A few months back (2? 4?) I saw an article about heat stress in India. It was accompanied by a heat map. The article, and map, showed that significant portions of India’s interior were nudging 42 C wet bulb temperature. That’s significant as wet bulb conditions like that mean you can’t cool down adequately by sweating. Further, 42 C body temperature is regarded as the point where irreversible brain damage begins to occur as proteins begin to denature. Death or various degrees of brain damage result.
Not a problem if you’re lucky enough to have an air-conditioned refuge* and other people to fetch or carry for you, but that is not the case for vast numbers of India’s population. The article was warning that if current trends continued huge areas of India and potentially other countries would become uninhabitable.
* Heat rejected to atmosphere will of course just make it worse for everyone outside…
The Himalayan glaciers are the sources of the water feeding into many of the great rivers of Asia, including the Indus, Ganges, Mekong, Pearl, Yellow and Yangtse.
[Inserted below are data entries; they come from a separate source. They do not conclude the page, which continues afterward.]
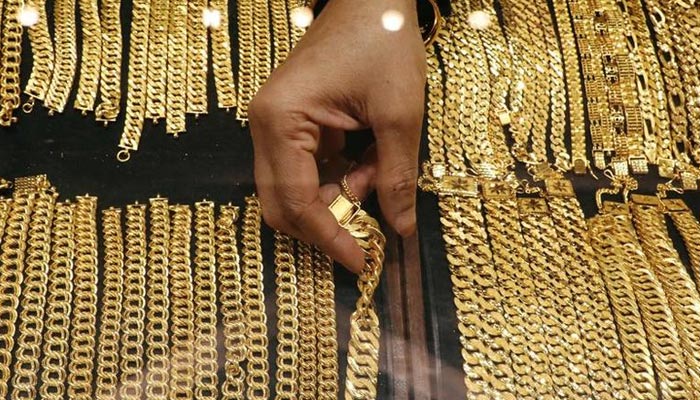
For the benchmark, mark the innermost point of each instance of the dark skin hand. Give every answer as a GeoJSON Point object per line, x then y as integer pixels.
{"type": "Point", "coordinates": [347, 73]}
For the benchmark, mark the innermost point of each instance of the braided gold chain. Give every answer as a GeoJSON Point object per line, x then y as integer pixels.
{"type": "Point", "coordinates": [91, 55]}
{"type": "Point", "coordinates": [182, 304]}
{"type": "Point", "coordinates": [221, 58]}
{"type": "Point", "coordinates": [682, 294]}
{"type": "Point", "coordinates": [615, 268]}
{"type": "Point", "coordinates": [10, 61]}
{"type": "Point", "coordinates": [197, 51]}
{"type": "Point", "coordinates": [326, 332]}
{"type": "Point", "coordinates": [205, 353]}
{"type": "Point", "coordinates": [257, 368]}
{"type": "Point", "coordinates": [137, 79]}
{"type": "Point", "coordinates": [307, 323]}
{"type": "Point", "coordinates": [58, 306]}
{"type": "Point", "coordinates": [112, 297]}
{"type": "Point", "coordinates": [42, 55]}
{"type": "Point", "coordinates": [66, 56]}
{"type": "Point", "coordinates": [231, 302]}
{"type": "Point", "coordinates": [14, 244]}
{"type": "Point", "coordinates": [177, 67]}
{"type": "Point", "coordinates": [111, 61]}
{"type": "Point", "coordinates": [287, 318]}
{"type": "Point", "coordinates": [157, 336]}
{"type": "Point", "coordinates": [157, 60]}
{"type": "Point", "coordinates": [31, 319]}
{"type": "Point", "coordinates": [83, 324]}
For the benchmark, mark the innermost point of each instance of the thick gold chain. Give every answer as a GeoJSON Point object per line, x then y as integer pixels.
{"type": "Point", "coordinates": [66, 56]}
{"type": "Point", "coordinates": [31, 318]}
{"type": "Point", "coordinates": [307, 323]}
{"type": "Point", "coordinates": [205, 354]}
{"type": "Point", "coordinates": [112, 296]}
{"type": "Point", "coordinates": [257, 368]}
{"type": "Point", "coordinates": [110, 64]}
{"type": "Point", "coordinates": [287, 319]}
{"type": "Point", "coordinates": [10, 61]}
{"type": "Point", "coordinates": [157, 60]}
{"type": "Point", "coordinates": [90, 57]}
{"type": "Point", "coordinates": [157, 335]}
{"type": "Point", "coordinates": [682, 294]}
{"type": "Point", "coordinates": [42, 55]}
{"type": "Point", "coordinates": [197, 51]}
{"type": "Point", "coordinates": [326, 332]}
{"type": "Point", "coordinates": [616, 268]}
{"type": "Point", "coordinates": [221, 58]}
{"type": "Point", "coordinates": [182, 304]}
{"type": "Point", "coordinates": [231, 303]}
{"type": "Point", "coordinates": [83, 324]}
{"type": "Point", "coordinates": [54, 362]}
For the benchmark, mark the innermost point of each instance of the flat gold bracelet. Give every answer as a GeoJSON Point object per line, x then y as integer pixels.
{"type": "Point", "coordinates": [107, 380]}
{"type": "Point", "coordinates": [54, 362]}
{"type": "Point", "coordinates": [205, 353]}
{"type": "Point", "coordinates": [91, 56]}
{"type": "Point", "coordinates": [157, 335]}
{"type": "Point", "coordinates": [229, 271]}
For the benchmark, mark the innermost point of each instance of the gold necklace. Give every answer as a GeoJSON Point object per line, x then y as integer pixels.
{"type": "Point", "coordinates": [205, 354]}
{"type": "Point", "coordinates": [111, 317]}
{"type": "Point", "coordinates": [158, 293]}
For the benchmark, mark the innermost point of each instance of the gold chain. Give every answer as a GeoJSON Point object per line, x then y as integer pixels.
{"type": "Point", "coordinates": [10, 61]}
{"type": "Point", "coordinates": [182, 305]}
{"type": "Point", "coordinates": [157, 60]}
{"type": "Point", "coordinates": [31, 319]}
{"type": "Point", "coordinates": [111, 317]}
{"type": "Point", "coordinates": [177, 67]}
{"type": "Point", "coordinates": [205, 353]}
{"type": "Point", "coordinates": [287, 318]}
{"type": "Point", "coordinates": [231, 303]}
{"type": "Point", "coordinates": [257, 373]}
{"type": "Point", "coordinates": [197, 42]}
{"type": "Point", "coordinates": [307, 323]}
{"type": "Point", "coordinates": [326, 333]}
{"type": "Point", "coordinates": [111, 61]}
{"type": "Point", "coordinates": [66, 56]}
{"type": "Point", "coordinates": [91, 55]}
{"type": "Point", "coordinates": [83, 324]}
{"type": "Point", "coordinates": [136, 81]}
{"type": "Point", "coordinates": [616, 268]}
{"type": "Point", "coordinates": [221, 58]}
{"type": "Point", "coordinates": [682, 294]}
{"type": "Point", "coordinates": [58, 306]}
{"type": "Point", "coordinates": [157, 337]}
{"type": "Point", "coordinates": [42, 56]}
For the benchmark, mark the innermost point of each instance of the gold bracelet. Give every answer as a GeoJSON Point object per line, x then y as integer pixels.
{"type": "Point", "coordinates": [110, 64]}
{"type": "Point", "coordinates": [680, 289]}
{"type": "Point", "coordinates": [182, 306]}
{"type": "Point", "coordinates": [31, 318]}
{"type": "Point", "coordinates": [205, 354]}
{"type": "Point", "coordinates": [90, 57]}
{"type": "Point", "coordinates": [257, 368]}
{"type": "Point", "coordinates": [287, 319]}
{"type": "Point", "coordinates": [83, 324]}
{"type": "Point", "coordinates": [66, 57]}
{"type": "Point", "coordinates": [157, 335]}
{"type": "Point", "coordinates": [231, 302]}
{"type": "Point", "coordinates": [112, 297]}
{"type": "Point", "coordinates": [54, 362]}
{"type": "Point", "coordinates": [197, 51]}
{"type": "Point", "coordinates": [156, 93]}
{"type": "Point", "coordinates": [221, 58]}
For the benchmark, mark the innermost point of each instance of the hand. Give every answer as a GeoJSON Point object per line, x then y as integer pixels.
{"type": "Point", "coordinates": [347, 73]}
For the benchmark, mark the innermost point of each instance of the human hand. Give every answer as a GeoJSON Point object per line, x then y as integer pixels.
{"type": "Point", "coordinates": [347, 73]}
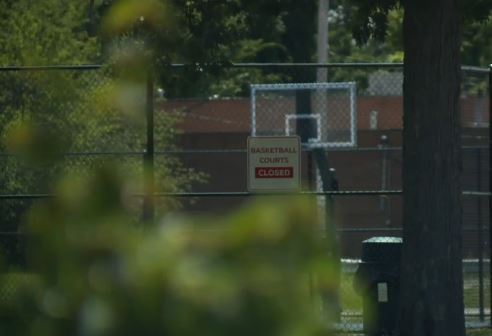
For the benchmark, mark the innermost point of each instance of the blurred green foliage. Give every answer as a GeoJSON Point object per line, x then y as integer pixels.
{"type": "Point", "coordinates": [93, 272]}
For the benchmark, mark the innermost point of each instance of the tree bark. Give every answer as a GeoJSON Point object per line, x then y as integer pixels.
{"type": "Point", "coordinates": [431, 273]}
They bring fresh water to probably around 2 billion of the world’s ~ 8 billion population. Never mind their total loss; severe diminution would likely produce refugee crises unprecedented in all of human history.
https://www.csmonitor.com/Environment/2019/0215/Nearly-2-billion-people-depend-on-Himalayan-glaciers.-What-if-they-melt#:~:text=The%20glaciers%20of%20the%20Hindu,benefit%20indirectly%20from%20their%20outflows.
India? It’s about to get a whole lot worse.
Unless we can find a way to reduce world population by 75% we may as well keep doing what we’re doing because it ain’t gonna get better any time soon.